April 03, 1993|By Tim Warren

Bar-B-Q Pit Cross Street Market. Hours: Monday through Saturday from 10 a.m. to 6 p.m. Call: (410) 727-1891 No, I don't care that we have a president who knows and appreciates good barbecue. If you've been eating and loving the stuff for most of your life, an affirmation from the chief executive is not needed -- just a trip to a place such as the Bar-B-Q Pit.

All kinds of atrocities have been committed in the name of barbecue, but the best barbecue can be sublime. For me, that means minced pork, cooked eastern North Carolina style. That means the sauce is not tomato-based but vinegar-based, giving the barbecue a subtle yet distinctive tang.
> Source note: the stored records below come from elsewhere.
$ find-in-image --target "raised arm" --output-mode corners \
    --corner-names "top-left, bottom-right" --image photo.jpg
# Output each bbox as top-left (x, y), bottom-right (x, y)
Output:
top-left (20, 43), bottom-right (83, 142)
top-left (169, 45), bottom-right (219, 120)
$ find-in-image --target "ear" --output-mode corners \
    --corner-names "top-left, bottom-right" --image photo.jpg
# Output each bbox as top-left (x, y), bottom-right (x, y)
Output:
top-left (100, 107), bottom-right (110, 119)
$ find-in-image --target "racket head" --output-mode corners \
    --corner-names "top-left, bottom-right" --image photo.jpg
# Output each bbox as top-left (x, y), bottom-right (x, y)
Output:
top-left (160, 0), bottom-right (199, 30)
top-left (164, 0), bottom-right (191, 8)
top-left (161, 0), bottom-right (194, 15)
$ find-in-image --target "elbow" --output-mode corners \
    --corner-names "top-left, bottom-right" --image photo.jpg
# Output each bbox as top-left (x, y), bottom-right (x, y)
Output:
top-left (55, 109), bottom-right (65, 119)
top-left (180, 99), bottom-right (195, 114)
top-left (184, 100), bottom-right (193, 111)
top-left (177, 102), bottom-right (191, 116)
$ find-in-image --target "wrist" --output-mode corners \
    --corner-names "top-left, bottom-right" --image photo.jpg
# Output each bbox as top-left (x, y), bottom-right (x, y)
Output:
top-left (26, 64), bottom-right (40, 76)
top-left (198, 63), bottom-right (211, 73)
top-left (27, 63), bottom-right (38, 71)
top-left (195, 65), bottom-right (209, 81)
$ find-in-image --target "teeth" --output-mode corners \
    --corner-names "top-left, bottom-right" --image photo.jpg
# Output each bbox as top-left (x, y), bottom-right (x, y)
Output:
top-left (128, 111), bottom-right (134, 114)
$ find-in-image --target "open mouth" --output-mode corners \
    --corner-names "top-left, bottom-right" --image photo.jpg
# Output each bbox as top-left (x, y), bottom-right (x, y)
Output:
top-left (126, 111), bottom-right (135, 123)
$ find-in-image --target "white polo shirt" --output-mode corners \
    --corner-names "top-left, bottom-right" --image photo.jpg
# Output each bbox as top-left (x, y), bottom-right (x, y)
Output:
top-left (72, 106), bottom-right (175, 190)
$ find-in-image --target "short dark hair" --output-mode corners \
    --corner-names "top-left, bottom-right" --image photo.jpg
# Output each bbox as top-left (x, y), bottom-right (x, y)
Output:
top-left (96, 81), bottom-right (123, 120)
"In the beginning, we had to explain to customers what North Carolina barbecued pork is all about," says Jerry Railey, a partner in the Bar-B-Q Pit with three family members who all hail from Elm City, N.C.

The Raileys use pork shoulder for their barbecue; and the sauce, while a little milder than I would like, is an appropriate blend of vinegar and spices. The minced pork sandwich is a steal at $2.60, and you can also bring home barbecued pork in containers, for $4 and $7.

Those favoring ribs can choose either pork or beef -- $3.75 for TC quarter slab, $7.25 for a half-slab and $14 for a whole slab. The whole barbecued chicken is tasty, and reasonably priced at $6.

A North Carolina barbecue dinner means more than just the pork. The trimmings also are important: corn bread, greens, coleslaw, potato salad, sweet potatoes and corn on the cob. You can get all of them here, either as side dishes bought separately or as part of a platter (I particularly like the candied sweet potatoes). The dinner platters -- chicken, ribs or minced pork -- go for $5.50 (two for $10) and come with two side dishes. There's also a lunch tray running between $2.60 and $3.60, coming with meat, one side dish and corn bread.